Keywords: Inuit, health research, self-reported health, biomarkers
Individuals participating in health research are often asked to rate their overall health by responding to a single question: “In general, would you say your health is excellent, very good, good, fair or poor”. This subjective and simple assessment of overall health is a widely used and recommended population health assessment tool (1–3) and has consistently been shown to predict mortality (4–6), functional decline (7,8), future morbidity (3,9), advanced cancer survival (10), clinical outcome measures (11,12) and other dimensions of health (13).
When asked to respond to this question, individuals are expected to quickly take into account their understanding of health and knowledge of their own health. The response would be a composite of known medical diagnoses or conditions, cultural concepts of health, prescribed drugs, awareness of bodily sensations and symptoms, age, functional ability and positive or negative dispositions, among other traits (14–16).

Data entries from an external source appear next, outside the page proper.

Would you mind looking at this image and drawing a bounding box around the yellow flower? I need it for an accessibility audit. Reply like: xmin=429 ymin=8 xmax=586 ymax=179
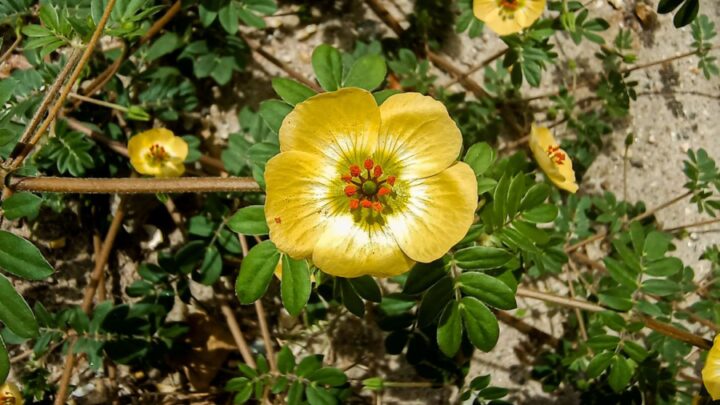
xmin=530 ymin=125 xmax=578 ymax=193
xmin=473 ymin=0 xmax=545 ymax=35
xmin=702 ymin=336 xmax=720 ymax=401
xmin=0 ymin=382 xmax=25 ymax=405
xmin=128 ymin=128 xmax=188 ymax=177
xmin=265 ymin=88 xmax=477 ymax=277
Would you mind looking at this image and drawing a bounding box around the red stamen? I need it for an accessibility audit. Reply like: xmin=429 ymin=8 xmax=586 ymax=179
xmin=350 ymin=165 xmax=360 ymax=177
xmin=373 ymin=165 xmax=382 ymax=177
xmin=345 ymin=184 xmax=357 ymax=197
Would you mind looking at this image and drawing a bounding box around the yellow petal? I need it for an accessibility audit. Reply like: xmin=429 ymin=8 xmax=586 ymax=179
xmin=0 ymin=381 xmax=25 ymax=405
xmin=387 ymin=162 xmax=478 ymax=263
xmin=313 ymin=214 xmax=415 ymax=278
xmin=702 ymin=336 xmax=720 ymax=401
xmin=265 ymin=151 xmax=347 ymax=259
xmin=279 ymin=88 xmax=380 ymax=169
xmin=528 ymin=125 xmax=578 ymax=193
xmin=374 ymin=93 xmax=462 ymax=180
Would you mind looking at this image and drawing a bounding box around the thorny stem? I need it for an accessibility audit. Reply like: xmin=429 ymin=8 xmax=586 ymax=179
xmin=517 ymin=287 xmax=712 ymax=350
xmin=10 ymin=0 xmax=115 ymax=170
xmin=6 ymin=177 xmax=262 ymax=194
xmin=54 ymin=197 xmax=125 ymax=405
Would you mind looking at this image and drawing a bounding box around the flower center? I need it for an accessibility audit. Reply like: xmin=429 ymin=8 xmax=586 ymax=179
xmin=342 ymin=158 xmax=395 ymax=213
xmin=498 ymin=0 xmax=520 ymax=11
xmin=148 ymin=143 xmax=170 ymax=163
xmin=547 ymin=145 xmax=567 ymax=165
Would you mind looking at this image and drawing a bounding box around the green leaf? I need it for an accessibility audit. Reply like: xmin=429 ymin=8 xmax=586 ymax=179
xmin=0 ymin=274 xmax=38 ymax=339
xmin=227 ymin=205 xmax=270 ymax=235
xmin=437 ymin=301 xmax=462 ymax=357
xmin=348 ymin=276 xmax=382 ymax=302
xmin=463 ymin=142 xmax=495 ymax=176
xmin=277 ymin=346 xmax=295 ymax=374
xmin=0 ymin=231 xmax=54 ymax=280
xmin=312 ymin=44 xmax=342 ymax=91
xmin=460 ymin=297 xmax=500 ymax=352
xmin=585 ymin=352 xmax=614 ymax=378
xmin=645 ymin=257 xmax=683 ymax=277
xmin=0 ymin=335 xmax=10 ymax=385
xmin=608 ymin=355 xmax=633 ymax=393
xmin=403 ymin=260 xmax=447 ymax=295
xmin=642 ymin=278 xmax=680 ymax=297
xmin=235 ymin=240 xmax=280 ymax=304
xmin=272 ymin=77 xmax=316 ymax=105
xmin=343 ymin=55 xmax=387 ymax=91
xmin=198 ymin=245 xmax=222 ymax=285
xmin=453 ymin=246 xmax=513 ymax=270
xmin=280 ymin=255 xmax=312 ymax=316
xmin=2 ymin=192 xmax=43 ymax=221
xmin=458 ymin=272 xmax=517 ymax=309
xmin=306 ymin=367 xmax=347 ymax=387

However, only limited data are available explaining the relationship between biological processes and self-reported health (SRH). In a large community-based study, white blood cell count and hemoglobin were significantly associated with SRH even after adjusting for various diseases and socio demographic characteristics (17). In other recent studies, a strong association between inflammatory cytokines and poor SRH was noted (18–20), and a consistent association between HDL-cholesterol and good SRH was shown for men and women in different age groups in the Oslo Health Study (21).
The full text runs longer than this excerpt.